Ein 55-jähriger Mann steht wegen Nötigung im Verkehr vor Gericht.

Leonberg - Ein 55-jähriger Mann, von Beruf Diplom-Ingenieur und in Anzug und Krawatte gekleidet, ist in Handschellen in den Sitzungssaal des Leonberger Amtsgerichts geführt worden. Dort musste er sich wegen einer Nötigung im Straßenverkehr im Dezember vergangenen Jahres verantworten.

 

Die Staatsanwaltschaft warf ihm vor, den Fahrer eines VW Passat durch die halbe Leonberger Innenstadt verfolgt zu haben. Grund dafür soll gewesen sein, dass der andere Fahrer beim Abbiegen in die Feuerbacher Straße relativ kurz vor dem Angeklagten eingeschert sei und ihn zu einer Vollbremsung gezwungen habe. Nach einer rund 20-minütigen Verfolgungsjagd durch die Stadt soll er ihn schließlich in der Carl-Schmincke-Straße zugeparkt und wegen des 20 Minuten zurückliegenden Ereignisses wüst beschimpft haben.

Knapp am Unfall vorbei

Das bestritt der 55-Jährige entschieden. Er räumte ein, von dem Passat-Fahrer zu einer Vollbremsung gezwungen worden zu sein und mit Lichthupe reagiert zu haben. „Er hatte mich offenbar nicht gesehen, und ich konnte nur mit Glück einen Unfall vermeiden“, meinte der Angeklagte. Er sei dem jungen Mann dann hinterher gefahren, habe ihn jedoch in der Grabenstraße aus den Augen verloren. Der VW sei mit Vollgas losgebraust, an einer roten Ampel vor dem Neuen Rathaus habe er ihn jedoch wieder gesehen.

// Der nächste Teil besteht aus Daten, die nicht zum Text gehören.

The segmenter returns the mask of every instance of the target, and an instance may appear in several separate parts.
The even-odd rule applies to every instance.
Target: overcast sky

Nachdem diese auf Grün geschaltet hatte, sei er wieder losgerast und habe sogar eine rote Ampel überfahren. In der Hindenburgstraße sei er dem PassatFahrer wegen einer Engstelle an einer Baustelle wieder begegnet. Er habe versucht, mit ihm zu reden. Nachdem das nicht geklappt habe, sei er zu seiner Bank weitergefahren. Dort habe er keinen Parkplatz gefunden, daher sei er weiter in die Carl-Schmincke-Straße gefahren, wo der Passat-Fahrer gestanden sei. Als er ihn wieder zur Rede habe stellen wollen, sei dieser dreimal um den Block gefahren.

Warum die Handschellen?

Dann habe der junge Mann seine Freundin einsteigen lassen, er habe sich vor den Passat gestellt, da dies der einzige freie Parkplatz gewesen sei. Als er über die Fahrweise des jungen Mannes reden wollte, habe dessen Freundin ihn lauthals beschimpft. „Ich habe ihn aber nicht blockiert, er hätte nach hinten oder seitlich ausweichen können“, so der Angeklagte.

Ein Polizist erklärte im Zeugenstand, der Passat-Fahrer habe bei ihm Anzeige erstattet, da er sich durch den Angeklagten verfolgt gefühlt habe. Er habe ein Angstgefühl verspürt, obwohl er sich per Handzeichen für das knappe Einscheren entschuldigt habe. Dennoch habe ihn der Angeklagte an einer roten Ampel durch das geschlossene Autofenster angemotzt. Er sei in der Carl-Schmincke-Straße dann dreimal um den Block gefahren, um den Angeklagten abzuhängen. Letzten Endes habe ihn der 55-Jährige aber zugeparkt und ihn wüst beschimpft.

Da der Passat-Fahrer vor Gericht aber nicht als Zeuge aussagen wollte, blieb Richter Thomas Krüger angesichts der unklaren Beweislage nichts anderes übrig, als das Verfahren einzustellen. Damit hat sich ein kleines Problem des 55-Jährigen gelöst. Das größere wartet aber noch auf ihn: In Handschellen war er vorgeführt worden, weil gegen ihn Anklage vor dem Landgericht Stuttgart wegen Verstoßes gegen das Betäubungsmittelgesetz erhoben wurde.